Distribution: Gentoo Linux Hardware Environment: x86 (amd) linux-2.6.18-gentoo-r6 xfsprogs-2.8.11 mdadm-2.6.1 raid5 (5 x 250gb disks), one of the disks died, XFS corruption ensued. Before corruption: ~600gb of data. After corruption: 200gb lost, 150gb in lost+found, 250gb "okay" but files missing here and there. Already have posted this on xfs bugzilla (http://oss.sgi.com/bugzilla/show_bug.cgi?id=741) and gentoo bugzilla (http://bugs.gentoo.org/show_bug.cgi?id=169667).
Created attachment 10648 [details] Error messages from /var/log/messages
There was a bug in raid5 in 2.6.19 and earlier where by error-returns weren't properly recognised by the filesystem (depending on the filesystem) (We cleared the UPTODAT bit but passed a '0' error code).

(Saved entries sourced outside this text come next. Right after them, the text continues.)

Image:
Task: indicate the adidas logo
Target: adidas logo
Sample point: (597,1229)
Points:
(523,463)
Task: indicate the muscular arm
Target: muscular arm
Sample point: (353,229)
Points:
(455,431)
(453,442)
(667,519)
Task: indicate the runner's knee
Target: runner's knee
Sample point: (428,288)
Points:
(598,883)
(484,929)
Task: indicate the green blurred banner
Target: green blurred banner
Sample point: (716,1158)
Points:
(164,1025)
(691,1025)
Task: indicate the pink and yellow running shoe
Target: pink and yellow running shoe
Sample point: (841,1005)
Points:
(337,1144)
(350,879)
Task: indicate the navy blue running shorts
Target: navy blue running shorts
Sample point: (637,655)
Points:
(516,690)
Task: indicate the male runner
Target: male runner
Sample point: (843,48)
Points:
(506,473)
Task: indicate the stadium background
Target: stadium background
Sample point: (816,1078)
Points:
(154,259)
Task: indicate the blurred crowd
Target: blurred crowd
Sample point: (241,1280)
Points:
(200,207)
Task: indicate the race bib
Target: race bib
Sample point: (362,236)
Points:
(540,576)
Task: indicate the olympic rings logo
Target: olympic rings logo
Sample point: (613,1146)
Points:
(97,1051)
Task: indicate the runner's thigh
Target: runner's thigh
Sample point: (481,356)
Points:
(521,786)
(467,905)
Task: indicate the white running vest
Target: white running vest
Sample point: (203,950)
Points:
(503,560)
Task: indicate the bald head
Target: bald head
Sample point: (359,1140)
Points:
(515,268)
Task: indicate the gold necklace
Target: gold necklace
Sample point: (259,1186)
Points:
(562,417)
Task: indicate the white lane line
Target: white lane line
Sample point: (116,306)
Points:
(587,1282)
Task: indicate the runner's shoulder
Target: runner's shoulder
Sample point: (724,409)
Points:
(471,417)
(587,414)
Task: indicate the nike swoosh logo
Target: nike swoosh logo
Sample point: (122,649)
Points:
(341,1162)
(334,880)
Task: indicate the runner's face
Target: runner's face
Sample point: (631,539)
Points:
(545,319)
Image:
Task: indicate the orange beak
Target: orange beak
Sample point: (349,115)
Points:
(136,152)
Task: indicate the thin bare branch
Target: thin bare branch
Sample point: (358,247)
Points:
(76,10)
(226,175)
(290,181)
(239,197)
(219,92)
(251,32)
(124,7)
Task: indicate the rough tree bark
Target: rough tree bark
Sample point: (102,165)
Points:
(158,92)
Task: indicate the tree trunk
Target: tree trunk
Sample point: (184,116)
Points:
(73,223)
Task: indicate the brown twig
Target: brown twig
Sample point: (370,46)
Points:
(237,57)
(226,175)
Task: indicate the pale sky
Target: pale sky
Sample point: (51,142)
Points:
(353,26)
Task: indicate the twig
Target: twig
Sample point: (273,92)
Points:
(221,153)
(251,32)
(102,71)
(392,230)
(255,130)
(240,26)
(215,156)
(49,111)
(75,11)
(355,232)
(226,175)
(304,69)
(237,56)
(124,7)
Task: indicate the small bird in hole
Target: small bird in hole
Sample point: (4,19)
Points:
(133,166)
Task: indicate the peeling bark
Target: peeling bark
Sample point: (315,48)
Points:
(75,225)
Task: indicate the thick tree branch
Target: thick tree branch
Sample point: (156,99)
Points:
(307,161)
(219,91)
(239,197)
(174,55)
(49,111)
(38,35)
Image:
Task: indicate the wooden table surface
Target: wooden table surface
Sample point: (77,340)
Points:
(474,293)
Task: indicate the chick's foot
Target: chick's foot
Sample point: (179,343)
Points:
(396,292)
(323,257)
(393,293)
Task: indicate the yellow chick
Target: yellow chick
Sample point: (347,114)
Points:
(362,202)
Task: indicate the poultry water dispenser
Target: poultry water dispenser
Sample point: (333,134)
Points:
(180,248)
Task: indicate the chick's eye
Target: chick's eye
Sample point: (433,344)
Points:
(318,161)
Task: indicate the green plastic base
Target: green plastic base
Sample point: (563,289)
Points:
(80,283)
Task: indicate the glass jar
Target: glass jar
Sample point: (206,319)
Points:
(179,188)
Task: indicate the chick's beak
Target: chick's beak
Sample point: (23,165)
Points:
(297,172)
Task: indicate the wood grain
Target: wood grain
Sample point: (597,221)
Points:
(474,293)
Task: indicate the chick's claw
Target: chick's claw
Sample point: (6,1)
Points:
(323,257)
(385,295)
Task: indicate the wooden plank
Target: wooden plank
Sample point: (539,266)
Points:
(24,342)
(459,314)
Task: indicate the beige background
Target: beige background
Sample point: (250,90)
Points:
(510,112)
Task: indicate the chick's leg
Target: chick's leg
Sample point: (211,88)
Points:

In this case it was probably a read-ahead request failed due to lack of resources, as much of the stripe cache was tided up with retries on the failed drive. I don't know if this analysis meshes with the reality of how XFS works, the code is a bit to complex for me to follow easily. I think this bug should possibly be assigned to someone with XFS knowledge to comment if that is a possible explanation.... I wonder how I do that...
Maybe I do it like that.... accept the bug first, then reassign...
Neil: I still have the machine off and in a "broken" state. I am planning on redoing the array soon, was wondering if you need any other info before I do this. Thanks
Have you been able to bring up your RAID and maybe do more testing with newer kernels? Is the problem still there? Thanks.